An Admirable Feat of Film Production

It is a cautionary tale for up-and-coming filmmakers. A good single-shot scene is not enough to prop up a whole movie. Even when it makes sense, it might not work. In Atonement (Joe Wright, 2007), there is a show-stopping scene surveying the gory madness of the Dunkirk evacuation in WWII. It is an admirable feat of film production, but it calls too much attention to itself. It takes you away from the reality it is trying to sell you. War is hell...¡but look ma! ¡No cuts! 

If you can trust IMDB trivia, the shot took two days to film, with one thousand extras and unruly outdoor locations with natural light. As fun as they look, single-take scenes require many film production resources and eat up a lot of shooting time. Before you set your heart on one of these showcases, take a measure of how it will impact your production flow. And consider if you have enough budget to get it done.

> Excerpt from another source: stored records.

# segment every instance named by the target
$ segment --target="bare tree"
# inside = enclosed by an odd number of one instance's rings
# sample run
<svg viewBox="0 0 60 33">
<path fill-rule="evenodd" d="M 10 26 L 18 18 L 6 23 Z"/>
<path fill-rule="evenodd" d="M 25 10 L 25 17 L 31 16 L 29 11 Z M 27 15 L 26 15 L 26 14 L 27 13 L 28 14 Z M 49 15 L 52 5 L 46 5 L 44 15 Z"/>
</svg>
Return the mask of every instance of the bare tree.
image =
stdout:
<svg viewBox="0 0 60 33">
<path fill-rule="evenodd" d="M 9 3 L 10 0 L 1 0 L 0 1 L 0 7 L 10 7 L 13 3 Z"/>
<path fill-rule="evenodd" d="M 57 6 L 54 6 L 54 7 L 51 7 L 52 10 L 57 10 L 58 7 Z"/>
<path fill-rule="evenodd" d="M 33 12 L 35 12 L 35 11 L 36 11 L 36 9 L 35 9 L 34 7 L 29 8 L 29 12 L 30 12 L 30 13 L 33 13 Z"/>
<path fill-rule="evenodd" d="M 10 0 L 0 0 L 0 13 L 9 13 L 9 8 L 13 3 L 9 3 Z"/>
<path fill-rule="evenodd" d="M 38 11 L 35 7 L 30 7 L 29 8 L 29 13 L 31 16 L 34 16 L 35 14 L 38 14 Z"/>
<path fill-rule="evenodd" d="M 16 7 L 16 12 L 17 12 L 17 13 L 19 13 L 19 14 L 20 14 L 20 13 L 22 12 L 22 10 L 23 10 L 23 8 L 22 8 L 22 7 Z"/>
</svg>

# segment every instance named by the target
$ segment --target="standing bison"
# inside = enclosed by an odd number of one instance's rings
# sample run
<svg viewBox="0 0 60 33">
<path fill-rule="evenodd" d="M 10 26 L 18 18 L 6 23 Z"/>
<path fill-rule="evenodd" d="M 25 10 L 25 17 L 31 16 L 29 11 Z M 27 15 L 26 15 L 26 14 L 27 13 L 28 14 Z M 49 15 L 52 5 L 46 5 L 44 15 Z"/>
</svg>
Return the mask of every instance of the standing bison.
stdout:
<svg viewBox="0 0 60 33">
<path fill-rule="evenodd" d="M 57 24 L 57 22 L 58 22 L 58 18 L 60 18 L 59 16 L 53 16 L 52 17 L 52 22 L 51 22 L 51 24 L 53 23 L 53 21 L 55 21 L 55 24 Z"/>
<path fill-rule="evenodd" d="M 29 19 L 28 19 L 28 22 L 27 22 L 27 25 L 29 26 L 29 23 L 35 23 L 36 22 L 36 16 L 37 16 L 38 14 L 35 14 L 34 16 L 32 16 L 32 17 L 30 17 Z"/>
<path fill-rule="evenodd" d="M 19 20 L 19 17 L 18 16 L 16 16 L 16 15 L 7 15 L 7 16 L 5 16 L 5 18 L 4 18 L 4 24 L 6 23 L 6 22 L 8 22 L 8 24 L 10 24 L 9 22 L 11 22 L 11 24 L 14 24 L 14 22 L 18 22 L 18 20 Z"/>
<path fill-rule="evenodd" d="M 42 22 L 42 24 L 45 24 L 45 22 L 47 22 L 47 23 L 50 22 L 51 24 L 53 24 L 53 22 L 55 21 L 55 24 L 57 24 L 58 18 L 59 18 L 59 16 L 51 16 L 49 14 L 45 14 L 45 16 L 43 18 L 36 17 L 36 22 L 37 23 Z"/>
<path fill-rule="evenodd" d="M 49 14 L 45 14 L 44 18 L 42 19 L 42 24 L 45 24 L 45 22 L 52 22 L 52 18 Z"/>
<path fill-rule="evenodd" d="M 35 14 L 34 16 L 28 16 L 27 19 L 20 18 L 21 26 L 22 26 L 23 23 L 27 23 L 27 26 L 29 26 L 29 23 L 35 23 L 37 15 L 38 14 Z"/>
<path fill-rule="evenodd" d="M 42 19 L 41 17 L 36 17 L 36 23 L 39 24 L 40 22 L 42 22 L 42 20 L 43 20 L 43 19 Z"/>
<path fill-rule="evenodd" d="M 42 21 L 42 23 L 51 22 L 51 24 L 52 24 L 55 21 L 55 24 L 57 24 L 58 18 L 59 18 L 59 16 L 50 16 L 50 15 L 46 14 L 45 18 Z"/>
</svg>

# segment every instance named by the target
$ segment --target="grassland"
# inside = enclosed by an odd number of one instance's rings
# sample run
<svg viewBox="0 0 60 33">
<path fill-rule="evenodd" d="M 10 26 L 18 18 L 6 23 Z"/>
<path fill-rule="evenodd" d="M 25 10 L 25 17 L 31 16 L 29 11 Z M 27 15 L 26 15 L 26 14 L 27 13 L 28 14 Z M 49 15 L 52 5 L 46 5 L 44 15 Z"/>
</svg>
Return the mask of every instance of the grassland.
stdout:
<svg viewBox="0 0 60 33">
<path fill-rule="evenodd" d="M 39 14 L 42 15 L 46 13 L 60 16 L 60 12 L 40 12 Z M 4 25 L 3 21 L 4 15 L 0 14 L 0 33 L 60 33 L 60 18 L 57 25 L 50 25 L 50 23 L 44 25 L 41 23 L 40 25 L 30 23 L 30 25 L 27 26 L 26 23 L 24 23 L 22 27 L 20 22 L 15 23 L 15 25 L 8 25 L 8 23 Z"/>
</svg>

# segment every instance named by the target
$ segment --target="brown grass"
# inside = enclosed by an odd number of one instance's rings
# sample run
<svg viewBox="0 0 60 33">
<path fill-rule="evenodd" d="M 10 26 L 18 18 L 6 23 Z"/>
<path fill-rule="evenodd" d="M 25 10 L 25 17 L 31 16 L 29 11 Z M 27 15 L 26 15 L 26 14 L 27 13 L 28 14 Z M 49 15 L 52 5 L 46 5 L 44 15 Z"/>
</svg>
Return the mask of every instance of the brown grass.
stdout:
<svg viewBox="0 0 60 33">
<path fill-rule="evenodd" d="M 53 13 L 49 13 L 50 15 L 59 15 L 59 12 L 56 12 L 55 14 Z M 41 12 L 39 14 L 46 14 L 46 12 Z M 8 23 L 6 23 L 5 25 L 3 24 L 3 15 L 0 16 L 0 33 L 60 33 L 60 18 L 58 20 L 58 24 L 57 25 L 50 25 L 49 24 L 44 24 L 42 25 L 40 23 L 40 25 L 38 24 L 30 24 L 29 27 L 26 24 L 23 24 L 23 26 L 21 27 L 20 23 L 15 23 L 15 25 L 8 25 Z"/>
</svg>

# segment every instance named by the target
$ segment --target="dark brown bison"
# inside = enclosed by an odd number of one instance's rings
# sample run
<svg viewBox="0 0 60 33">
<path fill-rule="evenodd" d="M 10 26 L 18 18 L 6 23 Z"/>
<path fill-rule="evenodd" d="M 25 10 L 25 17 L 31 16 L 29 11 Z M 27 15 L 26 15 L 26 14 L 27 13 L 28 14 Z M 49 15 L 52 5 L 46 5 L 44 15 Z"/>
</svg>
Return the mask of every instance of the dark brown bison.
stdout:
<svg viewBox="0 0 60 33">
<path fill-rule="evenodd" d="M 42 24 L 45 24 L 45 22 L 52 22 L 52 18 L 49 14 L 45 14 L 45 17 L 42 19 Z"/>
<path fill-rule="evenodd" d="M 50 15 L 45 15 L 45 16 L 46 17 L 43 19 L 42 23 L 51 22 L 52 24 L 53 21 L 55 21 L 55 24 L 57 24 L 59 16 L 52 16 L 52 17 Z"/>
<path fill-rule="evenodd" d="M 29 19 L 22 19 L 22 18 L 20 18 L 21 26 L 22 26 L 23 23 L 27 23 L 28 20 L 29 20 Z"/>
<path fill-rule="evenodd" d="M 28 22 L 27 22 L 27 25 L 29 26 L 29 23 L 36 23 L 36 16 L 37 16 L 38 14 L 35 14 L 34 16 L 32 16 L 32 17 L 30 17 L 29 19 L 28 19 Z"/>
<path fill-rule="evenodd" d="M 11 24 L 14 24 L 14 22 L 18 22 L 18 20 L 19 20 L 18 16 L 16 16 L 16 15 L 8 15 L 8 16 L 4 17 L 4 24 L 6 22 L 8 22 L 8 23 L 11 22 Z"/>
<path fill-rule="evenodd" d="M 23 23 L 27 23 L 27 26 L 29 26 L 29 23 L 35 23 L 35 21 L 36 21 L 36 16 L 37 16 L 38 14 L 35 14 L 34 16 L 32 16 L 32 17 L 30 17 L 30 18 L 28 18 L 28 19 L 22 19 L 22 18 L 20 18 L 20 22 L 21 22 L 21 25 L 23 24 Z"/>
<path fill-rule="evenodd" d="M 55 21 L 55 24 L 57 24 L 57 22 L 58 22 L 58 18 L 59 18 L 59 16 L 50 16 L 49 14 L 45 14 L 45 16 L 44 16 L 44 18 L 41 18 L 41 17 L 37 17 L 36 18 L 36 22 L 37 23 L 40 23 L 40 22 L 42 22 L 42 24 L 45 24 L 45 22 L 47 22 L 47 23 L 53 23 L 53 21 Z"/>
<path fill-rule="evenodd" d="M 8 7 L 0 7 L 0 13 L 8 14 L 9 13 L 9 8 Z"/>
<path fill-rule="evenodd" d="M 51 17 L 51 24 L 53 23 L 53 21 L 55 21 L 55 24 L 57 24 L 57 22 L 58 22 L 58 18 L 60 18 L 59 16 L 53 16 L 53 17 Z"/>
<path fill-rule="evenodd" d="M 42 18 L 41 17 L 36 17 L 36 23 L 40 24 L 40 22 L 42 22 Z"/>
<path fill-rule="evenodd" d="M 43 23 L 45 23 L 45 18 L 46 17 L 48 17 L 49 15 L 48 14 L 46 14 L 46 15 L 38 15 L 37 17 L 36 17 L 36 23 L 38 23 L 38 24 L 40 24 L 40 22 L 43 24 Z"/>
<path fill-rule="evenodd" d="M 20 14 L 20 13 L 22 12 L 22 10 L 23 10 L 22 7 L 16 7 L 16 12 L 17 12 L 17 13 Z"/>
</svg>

You may see these single shots marvel as a call to action, a tease, an invitation to play. But sometimes, you catch a master of the form that shreds any ambition you might have to achieve that kind of cinematic virtuosity. Khrustalyov, My Car! (Aleksei German, 1998) is a dark picaresque about a soviet general going to virtual hell as Stalin dies, is a film production composed of a series of baroque one-take wonders, so dense and packed with detail that they overwhelm you. If you appreciate the form, you have to take this in, but be warned. It is a difficult, moody movie. It does not blink when it comes to portraying violence.

You Have Not Seen It All

When you think you have seen everything, and there is no way anybody can make this trick his own, along comes Annette (2021). Leos Carax’s challenging musical starts with the director working at a recording studio with the cult band Sparks, session musicians, and a chorus of female singers uniformed in aquamarine dresses. Carax says “So, may we start?" and the prompt becomes the first verse in an opening number. After a few cuts in the studio, the camera tracks the talent leaving for the streets. The rest of the cast assembles and walks, intoning a self-referential hymn about putting on a show. 

Actors Adam Driver and Marion Cotillard start the promenade as themselves. They end it as their characters: a bitter comedian named Henry McHenry. and a delicate opera singer Anne Desfrasnoux. The unlikely pair is in love. That gliding shot is a simple and elegant way to ease us into their world. 

You love to see it. And you would love to do it.